Dinesh Trivedi, India’s junior health minister, recently said that he feels “safer in a plane than inside a hospital”. As a trained pilot, you would expect Mr Trivedi to feel more at home in a cockpit than in a hospital. But safer?
Mr Trivedi was not being facetious when he said this at a conference on healthcare and global standards organised by the Federation of Indian Chambers of Commerce and Industry (Ficci). A few nuggets I picked up at the conference sent shivers down my spine, too. Only 54 hospitals in the entire country have been granted accreditation till date by the National Accreditation Board for Hospital and Healthcare Providers (NABH) out of a total of some 450 applications. More than half of the accredited hospitals are located in metros — Delhi (and its neighbourhood), Mumbai, Kolkata, Chennai and Bengaluru. Small-town India ha­r­dly has any accredited hospital.
How many hospitals and nursing homes are there in the country? No one knows, because no one has ever counted. The data simply does not exist. Why is this so? It is so because health is a state subject and New Delhi can only do so much. Most states in India don’t have a law which requires hospitals and nursing homes to register themselves.
“A doctor has to register with the Medical Council of India or state medical councils. Otherwise, he cannot practice. So we have figures for the number of doctors in the country. But except in a handful of states, there is no legal requirement for hospitals and nursing homes to register with a regulatory body. States which have the law do not often monitor compliance with quality guidelines”, says Dr B.K. Rana, deputy director of NABH, an agency set up by the Quality Council of India (QCI) four years ago.
Though the requirements of NABH accreditation have motivated some hospitals to pull up their socks, most care little because accreditation is not mandatory.
From a consumer or patient’s perspective, all this is disturbing. We not only lack information about the number of hospitals and nursing homes in the country, we also don’t know what goes on inside our hospitals. Most hospitals either do not have, or make public, any data on percentage of medication errors, incidence of needle-stick injuries, bed sores after admission, infection rate in surgical sites and so on. Most official accounts of India’s healthcare sector gloss over these lapses.
Healthcare is touted as the “next big thing” after information technology. Those in the business of forecasts say it will be worth $280 billion by 2020. The hospital industry is expected to be worth $54.7 billion by 2012, representing more than 70 per cent of healthcare sector revenues. The rising Indian middle class along with its increasing purchasing power and willingness to pay for quality healthcare has been a prime driver for the emergence of high quality health facilities. Indeed, metropolitan India has some of the finest doctors and a growing number of multi-speciality hospitals.

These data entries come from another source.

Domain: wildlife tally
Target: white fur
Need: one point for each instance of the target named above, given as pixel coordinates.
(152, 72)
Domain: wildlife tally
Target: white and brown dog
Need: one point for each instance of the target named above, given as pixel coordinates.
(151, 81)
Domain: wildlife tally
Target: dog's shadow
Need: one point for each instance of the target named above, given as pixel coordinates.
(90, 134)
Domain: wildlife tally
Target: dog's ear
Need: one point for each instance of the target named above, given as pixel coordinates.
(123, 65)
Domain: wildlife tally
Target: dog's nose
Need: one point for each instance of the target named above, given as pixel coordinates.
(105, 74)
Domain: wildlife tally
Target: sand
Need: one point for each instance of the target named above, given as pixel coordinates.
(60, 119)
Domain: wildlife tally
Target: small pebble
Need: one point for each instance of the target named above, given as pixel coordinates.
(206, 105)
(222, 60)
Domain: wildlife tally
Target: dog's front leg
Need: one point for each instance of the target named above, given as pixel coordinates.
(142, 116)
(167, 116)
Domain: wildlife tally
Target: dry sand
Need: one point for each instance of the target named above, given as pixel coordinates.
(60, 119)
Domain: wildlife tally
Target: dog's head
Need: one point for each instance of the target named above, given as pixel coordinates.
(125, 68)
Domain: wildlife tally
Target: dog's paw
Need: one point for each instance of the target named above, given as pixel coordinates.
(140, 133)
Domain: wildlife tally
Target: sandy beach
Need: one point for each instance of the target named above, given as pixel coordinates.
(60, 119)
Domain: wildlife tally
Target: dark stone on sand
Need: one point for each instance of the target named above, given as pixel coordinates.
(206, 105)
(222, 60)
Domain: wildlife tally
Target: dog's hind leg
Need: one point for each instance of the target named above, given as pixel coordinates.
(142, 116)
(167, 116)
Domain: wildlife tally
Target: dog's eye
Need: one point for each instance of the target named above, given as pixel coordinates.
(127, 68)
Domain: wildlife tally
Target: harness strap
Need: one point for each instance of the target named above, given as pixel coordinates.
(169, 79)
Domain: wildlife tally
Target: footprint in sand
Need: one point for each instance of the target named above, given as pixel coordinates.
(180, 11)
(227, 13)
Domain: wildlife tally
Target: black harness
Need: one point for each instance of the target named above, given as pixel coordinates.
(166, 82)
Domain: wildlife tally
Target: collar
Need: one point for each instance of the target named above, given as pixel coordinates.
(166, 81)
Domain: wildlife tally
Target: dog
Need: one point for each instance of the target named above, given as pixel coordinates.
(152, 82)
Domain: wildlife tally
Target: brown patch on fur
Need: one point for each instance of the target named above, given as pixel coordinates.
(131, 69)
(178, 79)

The harsh truth, however, is that the vast majority of hospitals in the country are sole proprietorships, have somewhere between 30 to 70 beds and are run much like provision stores.

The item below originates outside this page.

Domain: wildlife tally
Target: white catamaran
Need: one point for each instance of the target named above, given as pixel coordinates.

Medical tourism and spread of health insurance have brought home the importance and benefits of quality adherence through mechanisms such as NABH. Healthcare providers have begun to recognise that improving quality helps patient safety as well as the bottomline. Accredited hospitals report significant improvements in leadership, medical records management, infection control, reduction in medication errors, staff training and quality monitoring, points out Dr Sanjeev Singh, associate professor and medical superintendent of the Kochi-based Amrita Institute of Medical Sciences and a member of NABH’s technical committee.
If, over the past year, many hospitals have applied for NABH accreditation, part of the reason is a ministry of health directive that made qualification for CGHS (Central Government Health Scheme) empanelment contingent on accreditation. This has spurred hospitals to upgrade their facilities and quality norms in order to meet NABH’s standards. Hospitals which do not take quality issues seriously run the risk of losing business to hospitals empanelled by the CGHS. Gujarat, for instance, which is chasing economic growth, is also taking the lead in hospital and health centre accreditation.
The recent passage of the Clinical Establishments (Registration & Regulation) Bill, 2010, in Parliament could give a big push to the quality movement in the health sector. The main objective of the new statute, which covers government-run clinical establishments as well as all “systems of medicine”, is to bring some sort of uniformity in healthcare delivery in the country by making registration of all clinical establishments mandatory and prescribing increased penalty for defaulters. The new law will initially be applicable in Arunachal Pradesh, Himachal Pradesh, Mizoram, Sikkim and all the Union Territories. Subsequently, other states can adopt it after going through due procedure. Delhi, Maharashtra, Karnataka and Madhya Pradesh already have their own clinical establishment acts.
An emerging economic power like India should make a big deal about quality and patient safety norms in hospitals and nursing homes. Many of our Asian neighbours like Malaysia and Taiwan have already done so.